Januari, awal tahun 2020. Saya berkesempatan menjelajah ke negara Thailand. 

Yup, berbeda dengan negara Indonesia yang mayoritas muslim, Thailand adalah negara dengan penduduk mayoritas beragama Budha. Meskipun hanya beberapa hari disana, saya menemukan beberapa hal yang menurut saya menarik untuk dicatat, salah satunya adalah tentang interaksi antara penduduk lokal dengan para biksu / bhikkhu.

Pemuka agama di Indonesia (terutama Islam), cenderung membaur dengan orang orang sekitar. Dari pengamatan saya, para  bhikkhu cenderung berperilaku dan diperlakukan  secara khusus.  I'm not saying this is a bad thing, coz it's just how they do in their daily life.

Bagaimana para biksu berjalan bertelanjang kaki, dimanapun. 
Bagaimana penduduk asli mengurangi kecepatan / berhenti ketika berpapasan di jalan.  Bagaimana mereka diberikan jalur/tempat khusus di kapal yang menyeberangi sungai sungai di Bangkok. Bagi saya merupakan interaksi yang menarik. 

Satu hal mencolok yang membuat saya penasaran adalah tentang tradisi pindapata.

Suatu pagi, saya keluar dengan teman saya ke pasar untuk mencari sarapan di pasar sekitar Saphan Taksin. Terlihat seorang bhikkhu dengan pakaian orange.

Bertelanjang kaki. 

Berjalan pelan, membawa mangkok,  tanpa bicara apapun, berhenti di satu titik.  Beberapa penduduk lokal akan mendatangi bhikkhu tersebut dan memberikan makanan/uang.

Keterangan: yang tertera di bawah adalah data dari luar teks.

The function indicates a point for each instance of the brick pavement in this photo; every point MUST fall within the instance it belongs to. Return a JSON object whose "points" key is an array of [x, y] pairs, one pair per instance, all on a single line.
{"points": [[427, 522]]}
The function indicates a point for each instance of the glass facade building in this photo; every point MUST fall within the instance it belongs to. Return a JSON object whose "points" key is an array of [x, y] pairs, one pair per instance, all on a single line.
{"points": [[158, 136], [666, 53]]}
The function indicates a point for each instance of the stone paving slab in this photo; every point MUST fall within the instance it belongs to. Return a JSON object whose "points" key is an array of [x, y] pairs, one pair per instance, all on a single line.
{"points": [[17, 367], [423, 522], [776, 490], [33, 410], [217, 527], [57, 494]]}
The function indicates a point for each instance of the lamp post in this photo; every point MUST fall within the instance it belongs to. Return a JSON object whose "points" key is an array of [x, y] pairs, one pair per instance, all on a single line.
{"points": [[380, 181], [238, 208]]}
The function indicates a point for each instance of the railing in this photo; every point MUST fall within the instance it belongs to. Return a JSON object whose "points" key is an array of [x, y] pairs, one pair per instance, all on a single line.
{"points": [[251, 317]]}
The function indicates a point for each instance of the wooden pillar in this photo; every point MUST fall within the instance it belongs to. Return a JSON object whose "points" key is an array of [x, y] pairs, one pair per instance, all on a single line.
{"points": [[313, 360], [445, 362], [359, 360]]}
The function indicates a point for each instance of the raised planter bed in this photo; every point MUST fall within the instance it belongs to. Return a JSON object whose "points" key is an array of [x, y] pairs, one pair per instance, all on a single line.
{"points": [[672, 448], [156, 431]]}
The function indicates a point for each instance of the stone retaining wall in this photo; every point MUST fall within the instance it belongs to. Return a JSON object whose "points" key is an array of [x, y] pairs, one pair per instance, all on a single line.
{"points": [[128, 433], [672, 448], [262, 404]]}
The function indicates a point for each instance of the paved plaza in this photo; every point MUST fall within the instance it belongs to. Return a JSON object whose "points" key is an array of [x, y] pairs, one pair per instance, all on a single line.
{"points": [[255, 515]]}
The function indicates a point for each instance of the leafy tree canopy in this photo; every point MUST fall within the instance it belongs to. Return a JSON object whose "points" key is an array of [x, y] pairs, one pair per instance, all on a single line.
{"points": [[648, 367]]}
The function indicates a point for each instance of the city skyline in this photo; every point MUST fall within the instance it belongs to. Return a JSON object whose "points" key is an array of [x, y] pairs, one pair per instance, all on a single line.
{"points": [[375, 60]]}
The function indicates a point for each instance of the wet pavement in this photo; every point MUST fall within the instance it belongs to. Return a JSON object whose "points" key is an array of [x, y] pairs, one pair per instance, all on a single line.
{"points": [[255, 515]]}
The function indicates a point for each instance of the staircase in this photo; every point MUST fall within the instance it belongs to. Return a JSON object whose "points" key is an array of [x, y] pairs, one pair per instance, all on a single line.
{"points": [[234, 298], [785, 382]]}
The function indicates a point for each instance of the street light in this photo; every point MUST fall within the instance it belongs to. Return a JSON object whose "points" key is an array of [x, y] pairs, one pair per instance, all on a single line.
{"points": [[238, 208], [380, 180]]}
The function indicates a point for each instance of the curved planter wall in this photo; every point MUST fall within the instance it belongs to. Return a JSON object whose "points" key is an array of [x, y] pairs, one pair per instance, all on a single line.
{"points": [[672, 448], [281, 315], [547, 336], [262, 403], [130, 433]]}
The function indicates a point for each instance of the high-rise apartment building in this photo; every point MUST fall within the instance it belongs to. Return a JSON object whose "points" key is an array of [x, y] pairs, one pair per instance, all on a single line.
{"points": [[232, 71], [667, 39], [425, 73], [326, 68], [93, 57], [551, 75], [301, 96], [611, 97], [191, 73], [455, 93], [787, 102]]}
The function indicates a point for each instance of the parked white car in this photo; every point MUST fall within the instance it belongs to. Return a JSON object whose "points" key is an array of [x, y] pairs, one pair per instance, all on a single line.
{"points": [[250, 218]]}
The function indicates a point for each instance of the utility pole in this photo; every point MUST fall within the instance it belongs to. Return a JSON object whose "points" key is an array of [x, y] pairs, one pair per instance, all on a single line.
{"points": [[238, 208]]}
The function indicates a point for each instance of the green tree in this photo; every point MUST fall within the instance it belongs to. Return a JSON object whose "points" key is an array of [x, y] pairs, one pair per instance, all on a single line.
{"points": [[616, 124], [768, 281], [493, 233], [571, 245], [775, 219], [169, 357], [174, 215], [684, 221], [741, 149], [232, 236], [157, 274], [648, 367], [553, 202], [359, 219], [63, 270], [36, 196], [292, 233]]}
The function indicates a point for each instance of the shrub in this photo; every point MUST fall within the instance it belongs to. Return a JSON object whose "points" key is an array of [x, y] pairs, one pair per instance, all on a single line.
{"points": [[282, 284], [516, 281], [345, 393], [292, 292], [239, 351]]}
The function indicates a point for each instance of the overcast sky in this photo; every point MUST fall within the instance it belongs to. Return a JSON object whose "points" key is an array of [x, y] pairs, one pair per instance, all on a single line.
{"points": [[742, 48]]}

Hal itu lah yang disebut pindapata.

Ketika seorang penduduk yang dermawan memberi pindapata pada seorang bhikkhu, maka kita dapat melihat mereka akan membungkuk, mengangkat tangan diatas kepala sebagai tanda menghormati sang bhikkhu, lalu mempersembahkan makanan kepada sang bhikkhu. Sang bhikkhu mengambil makanan tersebut kemudian berbalik dan pergi tanpa sepatah katapun. Setelah itu pun, si dermawan masih mengangkat tangan diatas kepala.

 

Si dermawan melakukan penghormatan berkali kali, sebagai bentuk terima kasih karena sang bhikkhu sudah mau menjadi perantara/jalan kebaikan bagi dirinya untuk menuju kesempurnaan. 


Kejadian tersebut membuat saya berpikir ulang tentang bagaimana seharusnya kita mempe. Bandingkan dengan sikap kita ketika berkesempatan membantu seseorang, sudahkah kita memposisikan orang lain sebagai perantara kebaikan kita kepada Tuhan? Atau kita cenderung membantu orang lain hanya untuk diri kita sendiri, hanya untuk memperbanyak rezeki misalnya?